Figure 7. ROC curves comparing the raw and relative score approach. Each point represents cumulative recruitment over a given cutoff – highest percentages correspond to no cutoff; 400 raw score and 0.3 relative score are indicated.
Figure 8. Additional sequences recruited before original ones. Additional sequences are shown per relative score range with (white bars) or without (black bars) original sequences being recruited subsequently.
Inparalog threshold evaluation
The thresholds (similarity = 50, alignment coverage = 50 and E-value < 10-10) used in BLAST alignments, together with the requirement of a BBH relationship for the sequence to be grouped, were not enough to limit the inclusion of additional sequences. In clusters lacking a reference BBHsj, this could be even more relevant since the search for inparalogs from the Seed Organism might tend to include outparalogs, which iteratively could include undesirable sequences. We decided to investigate two variables potentially useful in this task: raw and relative scores.
We graphed the number of sequences from the original (trans-membrane) and additional (complementary proteomes) datasets that were recruited into the RCs against the raw score between each accepted inparalog candidate and either Seed (in Seed Organism) or BBHsj (in Candidate Species). Due to the expected possibility that the same sequence is gathered by different query sequences into distinct clusters, we reported all inclusion events for both original and additional sequences. The analysis was applied to clusters initiated either with or without a BBHsj reference hit (+BBHsj, -BBHsj). Figure 4 shows the raw score distribution in the batch search. For clusters initiated with a BBHsj (Figure 4a), the distribution of raw score resulting in the recruitment of additional sequences (filled symbols) resembles, although in lower proportion, that of original sequences (open symbols). This suggests that additional filtering would not significantly avoid gathering undesirable proteins. In these cases, the score Seed/BBHsj might have acted as a natural inparalog retrieval score limit for inparalog inclusion. However, the distribution of raw scores presented during the recruitment of additional sequences in the absence of a BBHsj (Figure 4b, filled symbols) was remarkably concentrated at the low raw scores, indicating that an inparalog retrieval score limit could be set to a value such as 400 bits, since 58% of the gathering events for additional sequences were concentrated below this range, as opposed to 19% for original sequences.
The second analyzed parameter was the relative score. The ratio between the score of each gathering event and the score of Seed self-alignment was recorded. Again, in the presence of a BBHsj, the distribution of relative scores for the additional sequences is not distinct from those for the original ones (Figure 5a). However, Figure 5 shows that 57% of the gathering events of additional sequences occur in relative score ranges less than or equal to 0.3 (Figure 5b, filled symbols). In the same range, only 8% of gathering events of original sequences happen.
Alternative inparalogs thresholds definition
Considering the results above, we tested raw score 400 and relative score 0.3 as thresholds to minimize the inclusion of additional sequences to the MCs during Seed Linkage rebuilding. Data in Figure 6a shows that gathering events of original sequences represent 34% and 46% of the total alignments in clusters with and without a BBHsj, while gathering events of additional sequences represent 3% and 16%, respectively.

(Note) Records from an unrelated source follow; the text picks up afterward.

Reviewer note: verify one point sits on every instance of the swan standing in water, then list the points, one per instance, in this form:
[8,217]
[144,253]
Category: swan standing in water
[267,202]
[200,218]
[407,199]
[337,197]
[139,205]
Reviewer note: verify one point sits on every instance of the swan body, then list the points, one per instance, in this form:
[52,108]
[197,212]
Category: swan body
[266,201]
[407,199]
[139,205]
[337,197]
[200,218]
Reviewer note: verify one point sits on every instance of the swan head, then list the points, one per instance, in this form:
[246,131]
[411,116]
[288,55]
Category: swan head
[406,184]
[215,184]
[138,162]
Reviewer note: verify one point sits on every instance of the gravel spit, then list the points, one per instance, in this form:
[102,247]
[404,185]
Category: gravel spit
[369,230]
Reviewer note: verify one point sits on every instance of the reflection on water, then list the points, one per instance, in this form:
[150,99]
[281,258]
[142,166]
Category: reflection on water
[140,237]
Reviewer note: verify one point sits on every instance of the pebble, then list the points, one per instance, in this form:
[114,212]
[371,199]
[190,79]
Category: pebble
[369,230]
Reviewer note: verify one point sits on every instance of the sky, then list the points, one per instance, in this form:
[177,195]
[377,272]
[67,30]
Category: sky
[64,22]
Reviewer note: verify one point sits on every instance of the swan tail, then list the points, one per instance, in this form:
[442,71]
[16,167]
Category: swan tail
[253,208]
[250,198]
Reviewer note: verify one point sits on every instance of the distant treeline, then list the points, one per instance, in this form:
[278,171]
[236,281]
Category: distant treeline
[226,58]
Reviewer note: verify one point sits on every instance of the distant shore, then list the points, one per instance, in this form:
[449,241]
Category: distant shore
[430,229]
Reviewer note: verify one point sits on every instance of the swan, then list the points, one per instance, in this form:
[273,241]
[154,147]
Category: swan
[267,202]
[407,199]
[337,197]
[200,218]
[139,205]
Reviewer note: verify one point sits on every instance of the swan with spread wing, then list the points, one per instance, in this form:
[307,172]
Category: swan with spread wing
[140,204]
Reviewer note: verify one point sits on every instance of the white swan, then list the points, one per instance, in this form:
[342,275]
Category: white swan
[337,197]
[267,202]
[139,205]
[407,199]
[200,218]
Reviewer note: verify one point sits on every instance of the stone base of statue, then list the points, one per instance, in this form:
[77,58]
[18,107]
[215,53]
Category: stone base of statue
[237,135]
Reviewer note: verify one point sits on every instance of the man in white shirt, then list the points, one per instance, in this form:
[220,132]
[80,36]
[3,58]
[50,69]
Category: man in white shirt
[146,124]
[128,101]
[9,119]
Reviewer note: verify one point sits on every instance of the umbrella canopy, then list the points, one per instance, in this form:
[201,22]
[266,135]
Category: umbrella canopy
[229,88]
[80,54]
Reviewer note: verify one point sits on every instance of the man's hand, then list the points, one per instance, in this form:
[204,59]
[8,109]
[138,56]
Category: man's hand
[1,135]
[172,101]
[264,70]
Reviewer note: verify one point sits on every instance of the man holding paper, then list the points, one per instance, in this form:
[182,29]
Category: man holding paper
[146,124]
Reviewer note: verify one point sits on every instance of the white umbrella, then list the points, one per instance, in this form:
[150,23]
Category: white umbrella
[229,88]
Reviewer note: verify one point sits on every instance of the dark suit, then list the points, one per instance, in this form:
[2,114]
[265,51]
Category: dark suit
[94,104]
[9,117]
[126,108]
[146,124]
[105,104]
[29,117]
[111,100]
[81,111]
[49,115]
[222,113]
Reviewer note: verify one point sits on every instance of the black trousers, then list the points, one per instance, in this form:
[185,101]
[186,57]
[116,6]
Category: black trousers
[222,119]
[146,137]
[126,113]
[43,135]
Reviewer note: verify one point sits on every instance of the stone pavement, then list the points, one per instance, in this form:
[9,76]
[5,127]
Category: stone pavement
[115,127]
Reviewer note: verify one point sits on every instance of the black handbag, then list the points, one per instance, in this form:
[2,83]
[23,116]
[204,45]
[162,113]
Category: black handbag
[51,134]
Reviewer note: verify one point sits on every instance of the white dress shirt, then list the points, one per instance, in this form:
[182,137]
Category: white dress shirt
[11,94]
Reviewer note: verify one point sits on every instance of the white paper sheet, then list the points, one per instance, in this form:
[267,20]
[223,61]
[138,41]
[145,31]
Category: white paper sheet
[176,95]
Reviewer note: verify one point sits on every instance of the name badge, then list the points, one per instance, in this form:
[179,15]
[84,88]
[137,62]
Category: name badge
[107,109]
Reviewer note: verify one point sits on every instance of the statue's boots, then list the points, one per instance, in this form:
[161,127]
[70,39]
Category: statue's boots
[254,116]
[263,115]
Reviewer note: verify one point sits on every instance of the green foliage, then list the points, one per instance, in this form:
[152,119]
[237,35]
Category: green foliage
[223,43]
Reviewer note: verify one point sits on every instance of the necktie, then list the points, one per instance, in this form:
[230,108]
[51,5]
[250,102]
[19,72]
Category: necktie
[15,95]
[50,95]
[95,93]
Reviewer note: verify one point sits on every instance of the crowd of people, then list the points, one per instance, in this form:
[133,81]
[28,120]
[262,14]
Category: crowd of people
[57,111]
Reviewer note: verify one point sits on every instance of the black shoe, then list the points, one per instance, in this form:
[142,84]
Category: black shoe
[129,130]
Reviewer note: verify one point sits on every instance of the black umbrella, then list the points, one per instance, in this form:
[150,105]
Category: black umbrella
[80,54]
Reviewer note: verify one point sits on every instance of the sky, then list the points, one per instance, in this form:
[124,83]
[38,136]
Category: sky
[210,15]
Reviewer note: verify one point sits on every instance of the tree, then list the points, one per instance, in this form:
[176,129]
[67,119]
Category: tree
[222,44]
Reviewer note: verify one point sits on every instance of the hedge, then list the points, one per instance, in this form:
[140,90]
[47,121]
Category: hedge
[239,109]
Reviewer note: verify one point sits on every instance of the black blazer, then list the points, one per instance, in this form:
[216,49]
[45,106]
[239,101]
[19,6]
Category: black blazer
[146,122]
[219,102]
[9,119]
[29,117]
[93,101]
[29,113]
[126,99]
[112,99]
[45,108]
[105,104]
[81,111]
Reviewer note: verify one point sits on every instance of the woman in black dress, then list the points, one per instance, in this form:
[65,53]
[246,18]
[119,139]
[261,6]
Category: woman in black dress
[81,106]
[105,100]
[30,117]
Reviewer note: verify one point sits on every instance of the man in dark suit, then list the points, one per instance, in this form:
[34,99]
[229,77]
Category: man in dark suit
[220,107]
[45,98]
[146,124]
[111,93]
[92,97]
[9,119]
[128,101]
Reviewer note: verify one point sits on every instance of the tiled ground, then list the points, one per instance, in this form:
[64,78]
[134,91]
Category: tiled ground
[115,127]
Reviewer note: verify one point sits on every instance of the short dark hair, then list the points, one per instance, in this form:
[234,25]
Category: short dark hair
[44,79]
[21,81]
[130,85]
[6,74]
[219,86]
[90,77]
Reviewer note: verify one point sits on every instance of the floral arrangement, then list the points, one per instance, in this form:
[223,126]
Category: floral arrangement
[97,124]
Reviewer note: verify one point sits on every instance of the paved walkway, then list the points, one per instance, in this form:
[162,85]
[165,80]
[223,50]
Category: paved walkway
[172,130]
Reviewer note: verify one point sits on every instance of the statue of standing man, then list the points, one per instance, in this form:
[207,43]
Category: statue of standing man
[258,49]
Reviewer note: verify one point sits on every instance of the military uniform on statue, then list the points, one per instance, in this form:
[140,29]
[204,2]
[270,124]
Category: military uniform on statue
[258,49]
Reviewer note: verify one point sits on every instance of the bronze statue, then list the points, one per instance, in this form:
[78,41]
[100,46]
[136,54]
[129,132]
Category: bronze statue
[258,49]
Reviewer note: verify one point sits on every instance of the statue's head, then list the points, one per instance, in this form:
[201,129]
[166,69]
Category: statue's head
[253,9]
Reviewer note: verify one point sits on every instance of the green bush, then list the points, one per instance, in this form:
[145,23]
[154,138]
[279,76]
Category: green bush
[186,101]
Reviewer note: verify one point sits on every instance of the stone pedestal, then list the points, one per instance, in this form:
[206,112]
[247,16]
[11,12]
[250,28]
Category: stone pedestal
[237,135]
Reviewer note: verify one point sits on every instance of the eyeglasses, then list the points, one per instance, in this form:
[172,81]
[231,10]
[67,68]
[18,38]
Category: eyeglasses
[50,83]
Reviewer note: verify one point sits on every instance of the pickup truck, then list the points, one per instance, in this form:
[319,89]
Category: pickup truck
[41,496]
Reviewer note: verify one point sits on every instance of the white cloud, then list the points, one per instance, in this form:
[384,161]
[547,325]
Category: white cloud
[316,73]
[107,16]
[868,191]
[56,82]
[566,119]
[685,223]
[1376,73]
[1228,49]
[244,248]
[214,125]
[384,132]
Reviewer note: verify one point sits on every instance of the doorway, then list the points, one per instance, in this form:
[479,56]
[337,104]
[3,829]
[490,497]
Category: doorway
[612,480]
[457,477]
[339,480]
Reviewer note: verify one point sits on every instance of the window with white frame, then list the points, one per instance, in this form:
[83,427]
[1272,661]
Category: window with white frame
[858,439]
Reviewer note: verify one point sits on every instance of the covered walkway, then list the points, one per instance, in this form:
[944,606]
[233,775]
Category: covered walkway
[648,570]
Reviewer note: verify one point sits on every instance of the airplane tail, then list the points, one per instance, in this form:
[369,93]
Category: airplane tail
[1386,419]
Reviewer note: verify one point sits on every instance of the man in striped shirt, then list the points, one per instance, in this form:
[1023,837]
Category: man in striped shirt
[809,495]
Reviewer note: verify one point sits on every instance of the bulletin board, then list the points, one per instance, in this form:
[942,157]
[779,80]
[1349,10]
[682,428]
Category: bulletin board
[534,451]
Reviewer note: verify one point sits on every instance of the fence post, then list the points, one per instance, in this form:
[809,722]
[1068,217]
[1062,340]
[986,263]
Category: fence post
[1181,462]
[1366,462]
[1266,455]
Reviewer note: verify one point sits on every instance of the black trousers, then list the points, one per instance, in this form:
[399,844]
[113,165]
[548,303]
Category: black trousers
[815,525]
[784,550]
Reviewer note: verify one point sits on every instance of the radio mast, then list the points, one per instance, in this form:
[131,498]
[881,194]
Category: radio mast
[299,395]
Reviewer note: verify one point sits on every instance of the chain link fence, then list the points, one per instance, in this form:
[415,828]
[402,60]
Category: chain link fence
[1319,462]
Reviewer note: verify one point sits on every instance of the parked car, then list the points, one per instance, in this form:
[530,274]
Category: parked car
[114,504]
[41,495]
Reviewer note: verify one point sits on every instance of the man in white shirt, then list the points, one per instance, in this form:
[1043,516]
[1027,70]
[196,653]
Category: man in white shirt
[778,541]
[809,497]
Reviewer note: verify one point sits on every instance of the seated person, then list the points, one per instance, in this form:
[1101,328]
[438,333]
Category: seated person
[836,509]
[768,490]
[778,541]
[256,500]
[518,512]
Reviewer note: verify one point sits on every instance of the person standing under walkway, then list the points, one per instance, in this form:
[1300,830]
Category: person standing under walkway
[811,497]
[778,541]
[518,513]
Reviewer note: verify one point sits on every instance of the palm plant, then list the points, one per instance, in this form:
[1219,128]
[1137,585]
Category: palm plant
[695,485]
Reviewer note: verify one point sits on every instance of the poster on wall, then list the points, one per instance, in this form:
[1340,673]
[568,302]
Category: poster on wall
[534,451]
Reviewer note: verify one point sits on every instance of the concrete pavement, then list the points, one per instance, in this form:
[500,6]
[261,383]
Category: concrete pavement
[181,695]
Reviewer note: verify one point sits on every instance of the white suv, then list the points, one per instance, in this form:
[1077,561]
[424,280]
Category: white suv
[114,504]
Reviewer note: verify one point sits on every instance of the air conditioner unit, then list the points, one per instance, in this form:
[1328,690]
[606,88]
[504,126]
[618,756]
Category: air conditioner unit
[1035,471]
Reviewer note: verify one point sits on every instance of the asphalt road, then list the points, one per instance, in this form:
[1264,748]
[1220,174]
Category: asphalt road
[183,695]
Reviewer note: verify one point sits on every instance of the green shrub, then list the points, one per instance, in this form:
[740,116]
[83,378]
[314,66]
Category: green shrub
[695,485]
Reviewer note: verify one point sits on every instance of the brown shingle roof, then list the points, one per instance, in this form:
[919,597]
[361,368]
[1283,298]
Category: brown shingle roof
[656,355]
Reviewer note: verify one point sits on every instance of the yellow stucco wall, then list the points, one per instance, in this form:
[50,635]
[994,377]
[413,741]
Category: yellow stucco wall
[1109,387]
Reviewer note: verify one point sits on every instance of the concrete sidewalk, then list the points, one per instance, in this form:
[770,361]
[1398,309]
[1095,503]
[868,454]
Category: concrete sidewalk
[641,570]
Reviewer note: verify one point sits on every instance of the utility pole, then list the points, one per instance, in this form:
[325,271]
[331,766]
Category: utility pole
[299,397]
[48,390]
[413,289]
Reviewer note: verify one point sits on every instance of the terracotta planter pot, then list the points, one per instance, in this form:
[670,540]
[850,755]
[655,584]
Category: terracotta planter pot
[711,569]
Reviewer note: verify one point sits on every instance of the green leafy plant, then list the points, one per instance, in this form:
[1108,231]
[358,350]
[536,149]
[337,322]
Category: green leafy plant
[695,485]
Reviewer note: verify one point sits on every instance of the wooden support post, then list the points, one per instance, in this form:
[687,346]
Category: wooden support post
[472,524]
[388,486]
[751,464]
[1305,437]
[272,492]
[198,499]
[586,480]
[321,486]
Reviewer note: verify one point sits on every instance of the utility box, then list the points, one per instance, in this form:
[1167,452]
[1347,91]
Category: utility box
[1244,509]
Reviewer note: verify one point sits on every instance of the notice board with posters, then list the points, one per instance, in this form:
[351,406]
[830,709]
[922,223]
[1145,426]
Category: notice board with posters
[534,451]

Adopting a threshold for inclusion of sequences with relative score higher than 0.3 (Figure 6b), the percentage of gathering events of original sequences decreased very little (to 33% and 42%, in clusters with and lacking a BBHsj, respectively). Similar behavior was observed for gathering events of additional sequences in clusters with a BBHsj (maintained at 3%). Remarkably, these events decreased to 7% in clusters without a BBHsj. Analyzing the effect of a raw score cutoff of 400 bits (Figure 6c), it is observed that the proportion of gathering events of original sequences decreased slightly more than using the relative score cutoff (Figure 6b), reaching 37% in the clusters lacking a BBHsj, without an effect on the gathering events of additional sequences in absence of BBHsj. Thus, adoption of a cutoff based on relative score 0.3 appears to be more efficient than using a raw scrore 400 cutoff. Furthermore, the adoption of an extra inparalog retrieval score limit does not appear to be necessary in when a BBHsj is established. A direct comparison between the two approaches – raw and relative score – is presented by ROC curves shown in Figure 7. In the presence of a BBHsj (open symbols) the percentage of accumulated original sequences increases linearly as the cutoff is made less stringent. However, for the clustering initiated without a BBHsj (solid symbols) a cutoff less than either 400 (Figure 7a) or 0.3 (Figure 7b) drives the procedure to recruit relatively more additional sequences than original sequences. The use of the relative cutoff appears to be advantageous, so it has been adopted as default.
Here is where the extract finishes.